Michael Flomen has been experimenting with photography since the late 1960s. For two decades, Flomen worked in the decisive moment style of street photography practiced by Cartier-Bresson and Gary Winogrand, among others. By the early 1990s he had begun to use large format cameras to photograph the landscape, particularly the rural snow fields and urban snow depositories of his native Montreal. In 1999, Flomen started using camera-less techniques, collaborating directly with nature to create photograms outdoors in the countryside.
“I make photographs of things we do not see but know are there.”
Working with all four seasons, Flomen exposes photographic paper and large format film to various light sources, including the moon, fireflies, and a handheld flash. Natural elements such as snow, rain, water, and wind comprise his materials. Included in this exhibition are three large scale color photographs made by tracking the light pattern of fireflies in the grass at the artist's family farm in Vermont.
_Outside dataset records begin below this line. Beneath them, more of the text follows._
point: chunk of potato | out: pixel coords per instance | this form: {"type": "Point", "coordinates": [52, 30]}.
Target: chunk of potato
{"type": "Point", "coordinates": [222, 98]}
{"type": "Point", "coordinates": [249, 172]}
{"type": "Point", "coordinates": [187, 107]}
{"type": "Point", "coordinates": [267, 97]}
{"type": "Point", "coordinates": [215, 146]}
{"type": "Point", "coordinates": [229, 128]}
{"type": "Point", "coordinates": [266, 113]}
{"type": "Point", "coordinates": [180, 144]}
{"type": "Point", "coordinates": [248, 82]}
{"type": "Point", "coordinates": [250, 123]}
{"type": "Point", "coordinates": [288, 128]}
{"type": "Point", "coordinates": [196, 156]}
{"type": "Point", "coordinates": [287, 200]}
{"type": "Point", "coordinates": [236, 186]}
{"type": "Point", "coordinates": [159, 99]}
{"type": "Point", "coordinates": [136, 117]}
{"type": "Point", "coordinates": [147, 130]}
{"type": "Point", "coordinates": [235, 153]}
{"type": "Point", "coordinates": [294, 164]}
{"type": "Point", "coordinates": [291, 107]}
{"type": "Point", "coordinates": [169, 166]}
In addition to these works, the exhibition will also feature two films. Gaze (2013) is a short black and white video wherein the artist tests the poetic limits of the medium and continues to reflect on our relationship with nature. Gaze will be shown at the Festival International d’art Video in Casablanca, Morocco in April 2014. Under the Cover of Darkness (2008), shot in infrared and produced by André Cornellier, is a documentary film that reveals Flomen’s artistic process. It premiered at the International Festival of Films on Art in Montreal (2009).